I'm fairly certain that's the most I've ever celebrated a Saints goal (terracing rather than seats helped). Me, my dad and brother ran about all over the place as fans flooded onto the pitch. Even now, I'm getting teary eyed just writing this. Play eventually resumed with a few thousand Buddies gleefully singing "Championees". Except we weren't. Because Caley Thistle hadn't equalised after all and had lost 2-1. The fact we were still going up as Falkirk had secured a top three place meaning no play-offs seemed irrelevant. Only St Mirren could make promotion feel like a disappointment.
The next week just dragged and dragged - but it passed in an instant compared to the first half of the final home game against Raith Rovers. In front of an expectant home crowd, Saints struggled (stop me if you've heard this one before) and needed Tommy Turner to hack one off the line to stop things getting even worse.
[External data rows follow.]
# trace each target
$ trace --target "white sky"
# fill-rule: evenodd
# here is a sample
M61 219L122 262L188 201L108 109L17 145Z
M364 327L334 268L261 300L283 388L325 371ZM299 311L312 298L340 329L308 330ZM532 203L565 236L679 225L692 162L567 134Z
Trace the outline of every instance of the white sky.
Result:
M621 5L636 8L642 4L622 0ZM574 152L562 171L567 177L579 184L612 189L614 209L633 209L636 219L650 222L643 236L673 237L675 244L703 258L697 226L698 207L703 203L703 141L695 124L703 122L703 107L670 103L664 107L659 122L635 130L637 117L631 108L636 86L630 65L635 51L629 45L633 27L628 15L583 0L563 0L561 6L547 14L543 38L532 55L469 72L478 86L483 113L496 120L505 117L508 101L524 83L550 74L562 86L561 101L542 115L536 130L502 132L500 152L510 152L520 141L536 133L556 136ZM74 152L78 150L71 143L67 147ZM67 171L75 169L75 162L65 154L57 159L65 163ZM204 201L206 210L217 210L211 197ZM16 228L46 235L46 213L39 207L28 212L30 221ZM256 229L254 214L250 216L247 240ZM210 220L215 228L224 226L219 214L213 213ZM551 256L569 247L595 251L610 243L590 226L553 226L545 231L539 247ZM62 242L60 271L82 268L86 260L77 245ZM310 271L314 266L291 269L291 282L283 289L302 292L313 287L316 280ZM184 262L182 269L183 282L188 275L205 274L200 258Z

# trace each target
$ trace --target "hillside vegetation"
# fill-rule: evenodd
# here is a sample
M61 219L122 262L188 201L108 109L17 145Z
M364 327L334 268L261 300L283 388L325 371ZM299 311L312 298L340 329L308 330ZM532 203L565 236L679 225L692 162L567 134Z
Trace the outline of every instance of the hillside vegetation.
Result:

A win would be enough but that seemed very unlikely likely after a nervy 45 minutes.
A repeat in the second half would mean we'd need to head to Inverness looking for a result. Clearly, Mark Yardley couldn't be arsed with that and crashed one in five minutes after the restart. Steven McGarry added a glorious header from Shuggy Murray's cross and Barry McLaughlin headed in the third before we'd even reached an hour. Party time in Paisley.



If the first half had dragged, the final half hour flew by as we got ready for the celebrations at full-time. More than a few tears were shed as a glorious season got the finale it deserved. Having seen so many teams celebrating trophy wins on TV over the years, it was incredible to finally experience my own team having achieved some success.
The Saints were back and the bubble hadn't burst – until a week later, when a makeshift team that was probably still drunk got tonked 5-0 at Inverness. No Buddie cared – all that mattered was the open top bus on a sunkissed Paisley the day after. Sadly, that was to be the last time the Millennium Champions played together, as, amongst other things, Junior Mendes headed to Dunfermline and Barry Lavety leaving due to injury.



The majority of the top flight season is best forgotten – and as that's not what this is about, that's what I'll do. Instead, as we mark 20 years to the day since the title was won against Raith Rovers, I'll think about that win over Dunfermline, destroying Morton at Cappielow, going crazy in my living room as we turned things round against Raith Rovers, those Paul McKnight goals and the party in Paisley.
Favourite season following St Mirren? Millennium Champions mate.